Posted on 09/12/2007 at 10:09:00 AM

Thank you so much for voicing your opinions and thus helping me know that my husband and I are not the only people out there that do not want children. I have always said "just because you CAN procreate doesn't mean you HAVE to". I would love to know of any support groups or website of anyone with the same feeling as we have.

Posted on 09/10/2007 at 12:09:00 PM

Your choice to not have kids is, in my opinion, the opposite of selfishness. Being selfish would be to bring a child into this world when you are not ready or willing to give it all it will need. You are being smart, strong, and responsible by abstaining from having children. I agree completely with your statements about reproductive choice - the term should involve the when, the how, and the if.

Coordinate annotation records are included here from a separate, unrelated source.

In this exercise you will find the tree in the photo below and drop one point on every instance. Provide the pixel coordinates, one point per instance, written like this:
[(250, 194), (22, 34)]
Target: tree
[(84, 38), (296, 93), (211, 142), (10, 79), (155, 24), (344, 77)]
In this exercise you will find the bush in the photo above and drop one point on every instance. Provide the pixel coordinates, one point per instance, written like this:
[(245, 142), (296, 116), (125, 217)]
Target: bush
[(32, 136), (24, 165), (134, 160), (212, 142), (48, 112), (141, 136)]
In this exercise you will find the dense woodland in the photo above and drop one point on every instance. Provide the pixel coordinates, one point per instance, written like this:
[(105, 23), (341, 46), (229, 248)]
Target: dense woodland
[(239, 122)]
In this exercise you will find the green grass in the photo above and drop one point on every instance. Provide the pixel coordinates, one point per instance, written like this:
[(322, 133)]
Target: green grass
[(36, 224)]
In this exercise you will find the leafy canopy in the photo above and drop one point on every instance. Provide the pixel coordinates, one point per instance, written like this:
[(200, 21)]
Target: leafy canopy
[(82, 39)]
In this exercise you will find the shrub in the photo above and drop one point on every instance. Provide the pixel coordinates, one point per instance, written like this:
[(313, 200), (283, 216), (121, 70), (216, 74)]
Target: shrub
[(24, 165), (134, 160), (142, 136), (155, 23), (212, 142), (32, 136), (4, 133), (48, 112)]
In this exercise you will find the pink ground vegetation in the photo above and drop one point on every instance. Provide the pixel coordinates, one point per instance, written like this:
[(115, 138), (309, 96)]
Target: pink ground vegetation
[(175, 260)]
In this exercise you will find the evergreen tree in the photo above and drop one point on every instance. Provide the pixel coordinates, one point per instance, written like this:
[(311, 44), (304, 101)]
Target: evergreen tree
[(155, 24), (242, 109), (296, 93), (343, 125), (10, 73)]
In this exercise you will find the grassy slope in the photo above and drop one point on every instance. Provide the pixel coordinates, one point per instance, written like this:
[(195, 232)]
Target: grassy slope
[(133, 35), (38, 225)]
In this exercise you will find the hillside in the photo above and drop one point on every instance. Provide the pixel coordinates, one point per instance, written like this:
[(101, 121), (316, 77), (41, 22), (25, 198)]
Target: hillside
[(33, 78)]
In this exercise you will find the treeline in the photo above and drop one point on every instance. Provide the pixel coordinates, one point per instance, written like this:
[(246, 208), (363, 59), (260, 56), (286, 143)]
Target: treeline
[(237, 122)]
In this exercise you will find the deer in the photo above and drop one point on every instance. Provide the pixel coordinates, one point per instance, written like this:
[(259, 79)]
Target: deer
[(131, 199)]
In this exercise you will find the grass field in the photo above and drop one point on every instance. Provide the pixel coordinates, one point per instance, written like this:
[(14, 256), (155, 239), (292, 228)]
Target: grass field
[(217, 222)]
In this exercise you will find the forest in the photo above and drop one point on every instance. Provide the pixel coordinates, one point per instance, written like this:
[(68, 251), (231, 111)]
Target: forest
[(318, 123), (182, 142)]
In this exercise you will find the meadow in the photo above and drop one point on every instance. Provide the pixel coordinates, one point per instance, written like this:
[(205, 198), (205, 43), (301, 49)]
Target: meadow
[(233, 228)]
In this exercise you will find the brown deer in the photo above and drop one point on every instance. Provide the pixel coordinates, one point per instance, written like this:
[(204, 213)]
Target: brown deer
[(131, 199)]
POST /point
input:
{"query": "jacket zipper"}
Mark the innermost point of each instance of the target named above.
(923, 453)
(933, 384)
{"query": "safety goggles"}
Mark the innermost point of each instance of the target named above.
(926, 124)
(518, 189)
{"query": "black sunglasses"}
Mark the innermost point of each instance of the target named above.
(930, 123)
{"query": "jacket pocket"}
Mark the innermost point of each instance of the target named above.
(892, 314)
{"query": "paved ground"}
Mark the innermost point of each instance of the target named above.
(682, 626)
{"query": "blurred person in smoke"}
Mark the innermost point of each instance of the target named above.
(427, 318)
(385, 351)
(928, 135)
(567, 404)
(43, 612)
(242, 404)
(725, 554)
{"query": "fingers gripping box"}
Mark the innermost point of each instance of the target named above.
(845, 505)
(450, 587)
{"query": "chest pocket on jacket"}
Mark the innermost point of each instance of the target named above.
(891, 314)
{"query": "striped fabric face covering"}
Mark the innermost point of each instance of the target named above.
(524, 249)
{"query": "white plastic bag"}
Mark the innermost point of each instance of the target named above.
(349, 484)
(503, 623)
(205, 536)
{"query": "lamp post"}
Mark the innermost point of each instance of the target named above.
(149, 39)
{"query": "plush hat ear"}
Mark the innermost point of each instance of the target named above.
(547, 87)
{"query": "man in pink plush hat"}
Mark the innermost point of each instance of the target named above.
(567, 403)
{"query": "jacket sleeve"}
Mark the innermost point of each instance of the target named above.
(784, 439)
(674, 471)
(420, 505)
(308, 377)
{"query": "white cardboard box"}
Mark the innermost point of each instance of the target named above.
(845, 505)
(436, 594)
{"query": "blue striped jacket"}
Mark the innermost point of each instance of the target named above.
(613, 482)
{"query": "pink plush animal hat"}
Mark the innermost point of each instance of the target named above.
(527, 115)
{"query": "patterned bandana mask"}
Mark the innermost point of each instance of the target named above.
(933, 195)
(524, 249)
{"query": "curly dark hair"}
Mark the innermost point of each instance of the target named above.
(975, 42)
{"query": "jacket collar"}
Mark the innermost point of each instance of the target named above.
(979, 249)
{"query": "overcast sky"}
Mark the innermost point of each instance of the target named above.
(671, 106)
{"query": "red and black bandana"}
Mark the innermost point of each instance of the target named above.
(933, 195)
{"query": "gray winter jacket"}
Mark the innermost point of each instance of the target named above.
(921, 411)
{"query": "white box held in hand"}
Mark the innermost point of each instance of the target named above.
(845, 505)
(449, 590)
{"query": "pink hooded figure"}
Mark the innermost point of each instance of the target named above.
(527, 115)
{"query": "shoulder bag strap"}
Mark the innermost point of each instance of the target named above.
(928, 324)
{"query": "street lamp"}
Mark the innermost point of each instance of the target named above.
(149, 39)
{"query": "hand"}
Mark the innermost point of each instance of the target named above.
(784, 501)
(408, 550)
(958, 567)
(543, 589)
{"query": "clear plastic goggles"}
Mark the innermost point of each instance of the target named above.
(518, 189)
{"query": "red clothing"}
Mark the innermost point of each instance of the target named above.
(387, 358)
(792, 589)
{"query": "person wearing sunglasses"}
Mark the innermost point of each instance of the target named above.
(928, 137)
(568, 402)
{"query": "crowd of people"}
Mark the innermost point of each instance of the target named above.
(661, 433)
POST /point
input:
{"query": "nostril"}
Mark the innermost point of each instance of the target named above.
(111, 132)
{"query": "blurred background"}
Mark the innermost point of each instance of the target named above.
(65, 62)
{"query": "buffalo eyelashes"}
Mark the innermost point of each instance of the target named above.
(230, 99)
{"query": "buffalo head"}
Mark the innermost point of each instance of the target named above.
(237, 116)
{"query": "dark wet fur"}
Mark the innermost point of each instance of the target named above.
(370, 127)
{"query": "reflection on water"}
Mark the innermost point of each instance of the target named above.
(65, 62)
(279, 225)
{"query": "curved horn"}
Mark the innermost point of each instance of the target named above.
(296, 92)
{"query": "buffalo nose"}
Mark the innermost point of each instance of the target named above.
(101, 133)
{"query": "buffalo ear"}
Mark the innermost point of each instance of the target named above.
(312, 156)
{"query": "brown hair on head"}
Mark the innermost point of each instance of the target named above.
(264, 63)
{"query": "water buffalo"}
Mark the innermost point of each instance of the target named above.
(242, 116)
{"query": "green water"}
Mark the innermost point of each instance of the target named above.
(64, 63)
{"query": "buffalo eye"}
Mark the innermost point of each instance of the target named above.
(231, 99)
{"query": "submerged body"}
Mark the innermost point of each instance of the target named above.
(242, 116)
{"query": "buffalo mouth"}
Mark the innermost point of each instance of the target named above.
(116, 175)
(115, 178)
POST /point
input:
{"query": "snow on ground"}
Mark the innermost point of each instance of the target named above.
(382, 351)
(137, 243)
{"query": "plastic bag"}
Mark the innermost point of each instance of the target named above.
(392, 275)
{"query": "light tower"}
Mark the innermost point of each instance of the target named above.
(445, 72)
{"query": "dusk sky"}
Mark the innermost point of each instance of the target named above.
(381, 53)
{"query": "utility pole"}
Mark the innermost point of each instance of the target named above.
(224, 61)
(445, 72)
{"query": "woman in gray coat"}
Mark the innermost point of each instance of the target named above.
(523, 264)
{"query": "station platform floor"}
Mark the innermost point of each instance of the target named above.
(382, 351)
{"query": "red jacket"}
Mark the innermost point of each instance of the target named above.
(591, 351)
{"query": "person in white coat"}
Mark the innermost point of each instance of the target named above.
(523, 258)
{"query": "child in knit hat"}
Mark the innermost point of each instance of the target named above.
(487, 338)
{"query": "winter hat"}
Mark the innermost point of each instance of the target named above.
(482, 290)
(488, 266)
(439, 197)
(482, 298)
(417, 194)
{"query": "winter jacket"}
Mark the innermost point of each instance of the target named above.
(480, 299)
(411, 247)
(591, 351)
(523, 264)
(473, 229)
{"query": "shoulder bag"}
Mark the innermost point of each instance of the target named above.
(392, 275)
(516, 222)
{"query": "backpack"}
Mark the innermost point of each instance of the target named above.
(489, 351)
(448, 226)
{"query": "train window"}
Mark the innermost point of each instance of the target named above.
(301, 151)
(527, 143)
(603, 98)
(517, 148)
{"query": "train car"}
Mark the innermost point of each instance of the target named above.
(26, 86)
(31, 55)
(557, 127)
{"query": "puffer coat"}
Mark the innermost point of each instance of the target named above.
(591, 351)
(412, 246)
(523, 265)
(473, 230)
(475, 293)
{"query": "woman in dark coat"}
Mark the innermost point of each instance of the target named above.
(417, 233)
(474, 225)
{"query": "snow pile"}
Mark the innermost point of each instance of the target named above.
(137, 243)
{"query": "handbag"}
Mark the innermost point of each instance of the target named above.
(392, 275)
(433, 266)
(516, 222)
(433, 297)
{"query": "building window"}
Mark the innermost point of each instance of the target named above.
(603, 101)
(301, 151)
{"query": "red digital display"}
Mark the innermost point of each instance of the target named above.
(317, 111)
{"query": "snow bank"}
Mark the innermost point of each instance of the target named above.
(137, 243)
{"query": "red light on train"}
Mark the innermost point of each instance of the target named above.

Posted on 08/21/2007 at 3:08:00 PM

Although it may seem offensive to use the term 'childfree', stating a choice in a positive light benefits more than just the childless by choice. The alternative, childless is already well-attached to infertile couples who indeed do feel 'less' at being barren. Are we to garner false sympathy from those assuming we are unable to bear children? Require a cumbersome explination each time we use the newly ambiguous term? or worse yet, co-opt the term as the childfree become more numerous, subjecting the childless to false assumptions in the opposite direction? As uncomfortable as it might make one, we have two alternatives: use childfree or come up with a new term. Stealing theirs is not an option.